Isto à superfície, endurecida, porque dentro da nossa batatinha há um frenesim de vapor de água que bate na couraça exterior. Não se consegue libertar e, em consequência, coze a polpa da batata que fica macia. Vamos supor que este vapor de água encontrava um caminho para a liberdade. Mau presságio para a batata que continuaria a receber humidade no exterior o que comprometeria a fritura. E com estas convulsões da química obtemos os palitos que viciam o mundo (ou parte dele) há centenas de anos.
A melhor batata para fritar e como a preparar
Uma batata excelente para fritura é a qualidade Asterix, aquela de casca levemente rosada. Corte os tubérculos em palitos, mas não muito finos. A grossura ideal? Os dois centímetros. Não se aprece, as batatas ainda não estão prontas para um banho quente em óleo. Vamos retirar-lhes o excesso de amido e, para isso, damos-lhes um banho (de imersão) de água fria por cinco minutos. Mudamos a água duas a três vezes, mantendo o tempo indicado entre cada troca. Após o banho seque as batatinhas em papel absorvente ou num pano de cozinha limpo.
Fritar quantas vezes?
Uma, duas, até mesmo três, como defende o monstro da cozinha, o chefe britânico Heston Blumenthal. O mundo da gastronomia não é consensual neste ponto.

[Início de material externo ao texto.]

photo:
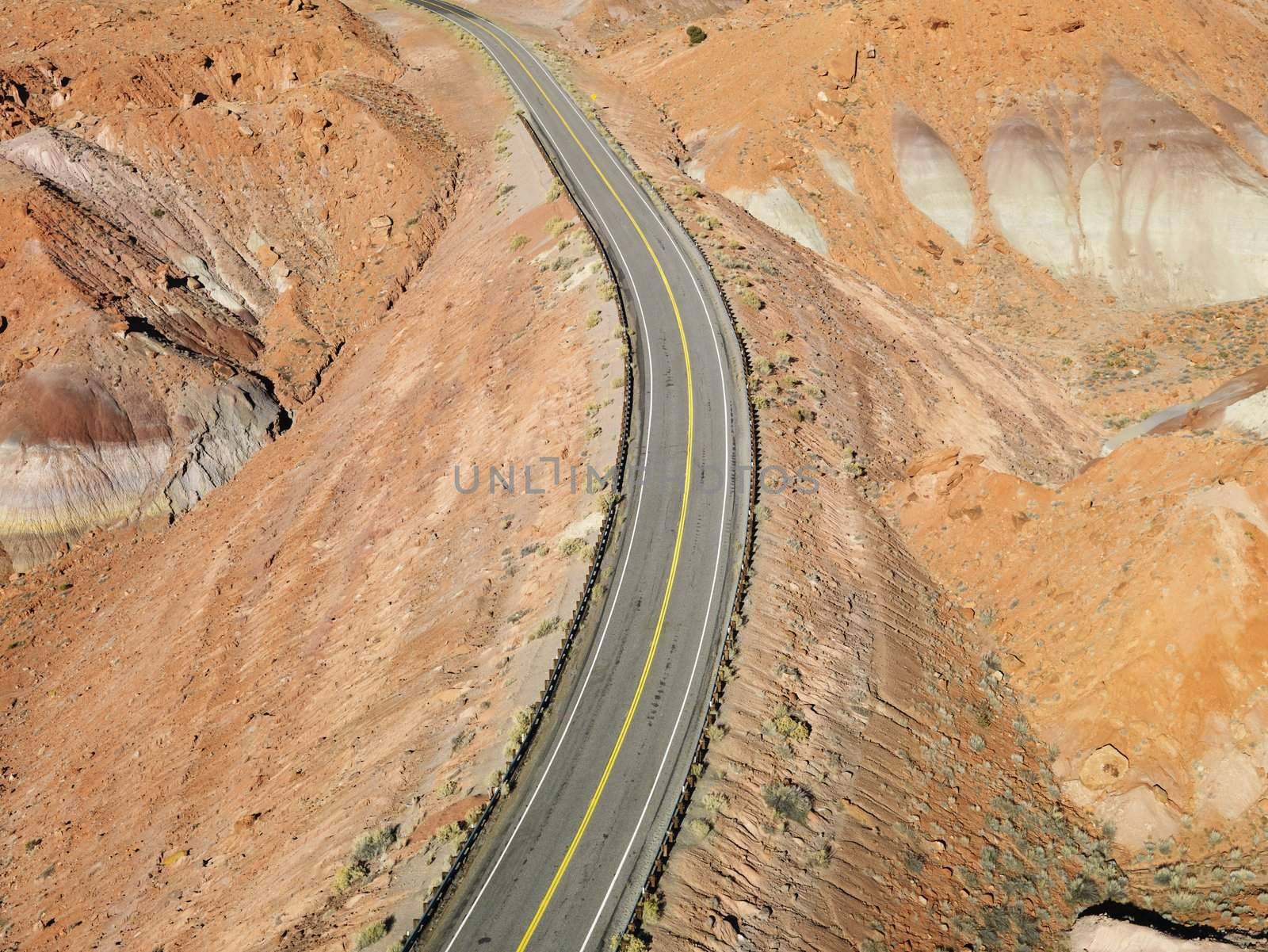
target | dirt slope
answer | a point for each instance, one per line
(338, 640)
(944, 772)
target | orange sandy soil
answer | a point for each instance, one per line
(203, 719)
(1128, 606)
(742, 105)
(945, 746)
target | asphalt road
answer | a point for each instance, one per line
(561, 867)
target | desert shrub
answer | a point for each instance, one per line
(716, 801)
(788, 725)
(449, 832)
(371, 935)
(652, 908)
(348, 876)
(374, 844)
(786, 800)
(547, 625)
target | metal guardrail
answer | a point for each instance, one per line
(580, 611)
(699, 759)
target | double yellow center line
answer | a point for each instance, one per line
(481, 32)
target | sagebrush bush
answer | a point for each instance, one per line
(786, 800)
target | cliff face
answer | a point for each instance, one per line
(201, 215)
(987, 679)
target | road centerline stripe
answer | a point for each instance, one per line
(686, 487)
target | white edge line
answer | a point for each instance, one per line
(606, 148)
(647, 446)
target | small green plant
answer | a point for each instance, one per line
(786, 800)
(652, 908)
(371, 935)
(789, 725)
(374, 844)
(716, 801)
(545, 628)
(348, 876)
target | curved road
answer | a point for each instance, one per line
(562, 866)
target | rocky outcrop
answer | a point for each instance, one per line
(78, 454)
(931, 177)
(1167, 215)
(1100, 933)
(158, 212)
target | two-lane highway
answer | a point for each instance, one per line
(561, 867)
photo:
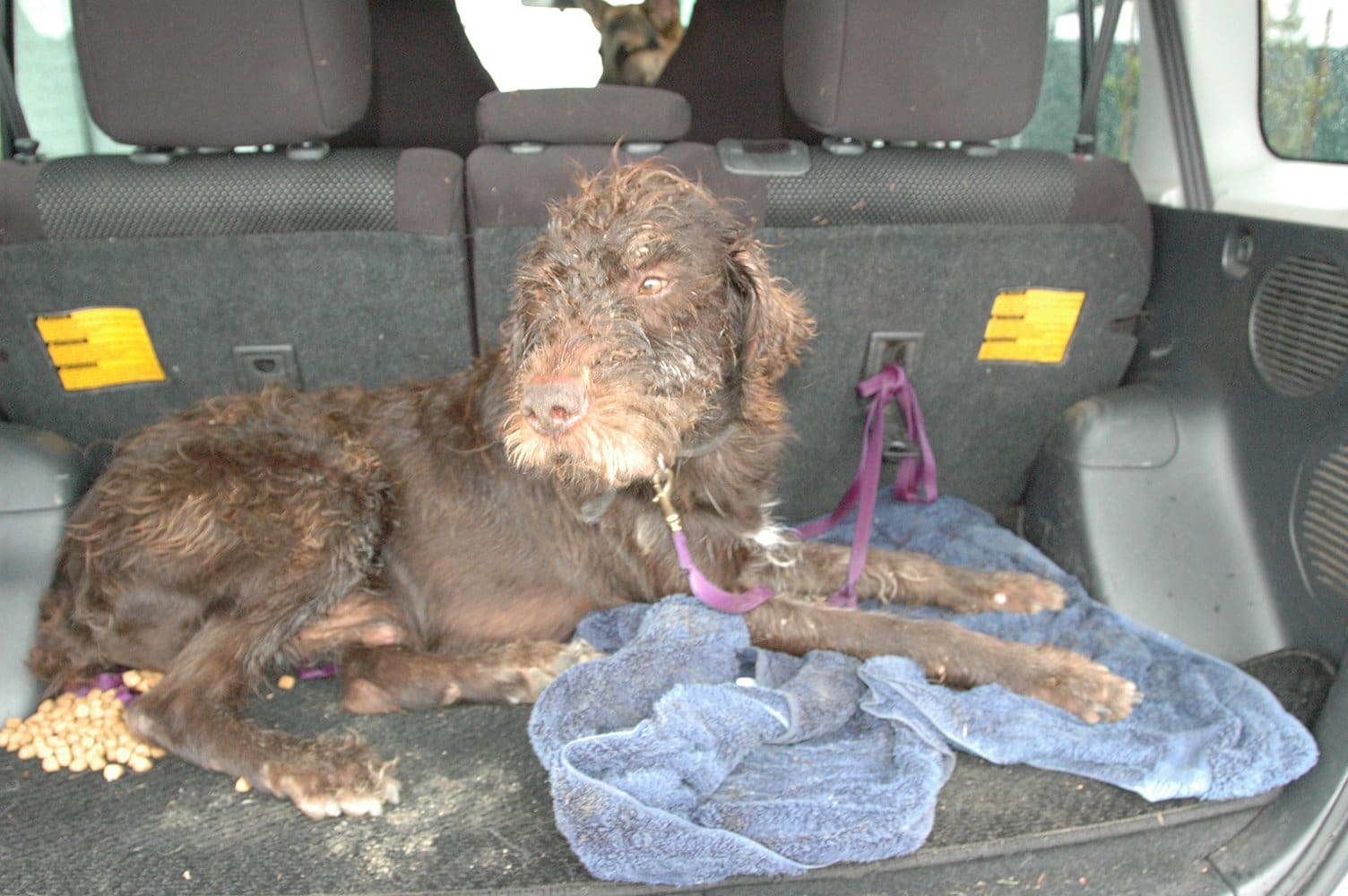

Considerando a média de opiniões entre chefes de cozinha, gastrónomos e até cientistas, tomemos como ideal as duas frituras. Uma em óleo vegetal moderadamente aquecido (160ºC, por sete minutos); a segunda em óleo vegetal fervente (190 ºC, por um minuto). A primeira dá um empurrão ao cozimento do interior da batata, a segunda vai selá-la e criar o invólucro caramelizado. Entre as duas frituras, deixe as batatas arrefecerem. Pode, inclusivamente, levá-las ao frio do frigorífico por 10 minutos.
Está pronta a nossa batata frita. Tempero só no final. E faça-o com estilo, por exemplo com um sal aromatizado. Junte 50 g de sal fino, 15 g de alecrim, 15 g de tomilho seco, 15 g de pimenta do reino, moída na altura. Polvilhe as batatas com esta mistura e conserve a restante.
Finalmente, o cozimento e a fritura. Sim ou não?
Há, quem defenda que um cozimento em água fervente e uma posterior fritura, vai garantir as melhores qualidades nas nossas batatinhas frigidas. Facto contrariado por alguns chefes de cozinha que alegam não ficar a batata estaladiça nessas condições.
Independentemente do número de frituras, de preferir batatas às rodelas, em palitos, rústicas sem lhes retirar a casca, de uma ou duas frituras, bom mesmo é testar. Não será à primeira tentativa que obterá a batata que o leva ao céu. Mas, na cozinha como em tudo na vida, a persistência é vencedora.